Cette caractéristique exerce une pression sur la localisation de ces lichens. Ainsi, les Cyanolichens, par exemple, sont plus fréquemment localisés dans des forêts tropicales, où les pluies sont récurrentes, ou dans des plaines à découvert (lieux avec de fortes rosées) (Gauslaa, 2014).
La rétention en eau
La rétention en eau est un paramètre essentiel pour le microenvironnement en formation autour des lichens. Par conséquent, les variations existantes entre les lichens de différentes morphologies, et au sein même de chacune d’entre elles, seront un des facteurs explicatifs de l’efficacité de la stratégie de captation de l’eau, mise en place par le lichen (Asplund et Wardle, 2017 ; Lohezic-Le Devehat, 2020).
A cela, s’ajoute la masse spécifique du thalle (STM), rappelant le système de quantification de la masse spécifique des feuilles des plantes (Asplund et Wardle, 2017 ; Gauslaa et Coxson, 2011).
Plusieurs études sur les lichens foliacés ont permis de montrer l’importance de la morphologie des lichens et de leur STM. En 2011, l’expérience de Gauslaa et Coxson sur des Cyanolichens et des Chlorolichens foliacés, d’une forêt ancienne située en Colombie Britannique, a mis en lumière la corrélation positive entre la STM et la rétention en eau. Ainsi, plus le lichen possède de la matière sèche, plus il pourra absorber d’eau en grande quantité. De plus, il semblerait que la finesse de la couche du photobionte ait un impact sur la capacité en rétention d’eau du lichen. Enfin, la saturation en eau ainsi que la capacité de rétention hydrique sont plus élevées pour les Cyanolichens que pour les Chlorolichens (Gauslaa et Coxson, 2011).

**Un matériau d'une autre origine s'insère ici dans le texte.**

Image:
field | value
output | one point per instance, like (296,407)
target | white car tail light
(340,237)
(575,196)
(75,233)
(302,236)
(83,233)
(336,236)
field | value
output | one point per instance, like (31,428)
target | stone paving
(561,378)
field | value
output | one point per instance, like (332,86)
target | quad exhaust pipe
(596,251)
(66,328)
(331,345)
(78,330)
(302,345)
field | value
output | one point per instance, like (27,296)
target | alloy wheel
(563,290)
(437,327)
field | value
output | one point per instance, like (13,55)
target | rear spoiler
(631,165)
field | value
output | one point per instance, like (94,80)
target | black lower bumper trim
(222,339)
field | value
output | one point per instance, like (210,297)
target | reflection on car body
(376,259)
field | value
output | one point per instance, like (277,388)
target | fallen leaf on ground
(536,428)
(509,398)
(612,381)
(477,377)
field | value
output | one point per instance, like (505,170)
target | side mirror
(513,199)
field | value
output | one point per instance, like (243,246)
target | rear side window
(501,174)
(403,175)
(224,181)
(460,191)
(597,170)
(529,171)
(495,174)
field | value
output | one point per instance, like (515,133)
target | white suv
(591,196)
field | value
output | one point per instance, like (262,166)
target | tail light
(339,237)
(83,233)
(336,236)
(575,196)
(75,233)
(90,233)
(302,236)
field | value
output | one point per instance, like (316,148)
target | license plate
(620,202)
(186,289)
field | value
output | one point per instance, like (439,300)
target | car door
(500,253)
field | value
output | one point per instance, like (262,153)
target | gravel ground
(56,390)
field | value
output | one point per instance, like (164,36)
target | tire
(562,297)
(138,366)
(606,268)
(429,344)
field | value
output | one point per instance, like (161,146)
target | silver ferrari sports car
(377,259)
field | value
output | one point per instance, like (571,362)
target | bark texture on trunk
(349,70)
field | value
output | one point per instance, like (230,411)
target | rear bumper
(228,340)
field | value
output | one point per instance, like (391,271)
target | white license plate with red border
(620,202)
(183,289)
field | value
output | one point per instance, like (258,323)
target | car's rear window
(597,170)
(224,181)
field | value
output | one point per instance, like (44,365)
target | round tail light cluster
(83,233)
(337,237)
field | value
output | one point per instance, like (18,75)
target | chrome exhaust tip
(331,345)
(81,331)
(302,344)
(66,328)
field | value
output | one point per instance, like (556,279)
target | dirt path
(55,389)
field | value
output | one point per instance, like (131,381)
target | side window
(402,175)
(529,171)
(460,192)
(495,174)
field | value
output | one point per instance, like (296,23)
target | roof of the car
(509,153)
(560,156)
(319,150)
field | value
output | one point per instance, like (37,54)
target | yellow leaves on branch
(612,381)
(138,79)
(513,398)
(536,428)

Dans la nature, certains lichens, notamment les foliacés fins, ont une capacité de rétention en eau limitée même si leur aptitude à la capter est efficace. A contrario, d’autres lichens, en particulier les Cyanolichens foliacés épais, ont une capacité de rétention en eau pouvant s’étendre sur de longues périodes (Esseen et al., 2015 ; Gauslaa et Coxson, 2011). Ainsi, on peut observer des fonctionnements et des stratégies de captation de l’eau différentes (Gauslaa, Coxson, et Solhaug, 2012).
Les productions de composés secondaires à base de Carbone
Finalement, la diversité des lichens repose également sur les composés secondaires. Ne serait-ce que par le nombre de métabolites spécialisés, les lichens avoisinent les 1050 composés dont la plupart proviennent du mycobionte. Ces composés ont des fonctions dédiées à la préservation du lichen comme la photoprotection, la lutte contre le stress oxydatif, la régulation du métabolite du photobionte ou la défense contre les lichénophages. Leurs concentrations peuvent être très variables au sein du thalle. Ils peuvent représenter 1% de la matière sèche du lichen auquel ils appartiennent comme 40%. Certains ne pourront d’ailleurs exister qu’en raison de la symbiose entre le champignon et un photobionte (Gadea, 2020).
Prenons l’exemple du lichen foliacé Lobaria pulmonaria. L’analyse de 152 échantillons a montré des variations entre les échantillons plus ou moins notables selon les prélèvements. Pour l’acide cryptostictique, les extraits varient entre 0,045 et 2,472 g/m2 alors que, pour l’acide constictique, ils varient entre 0,056 et 6,089 g/m2. En conclusion, la variation totale de ces composés secondaires à base de carbone était de 17,095 g/m2 (Vatne, Asplund, et Gauslaa, 2011).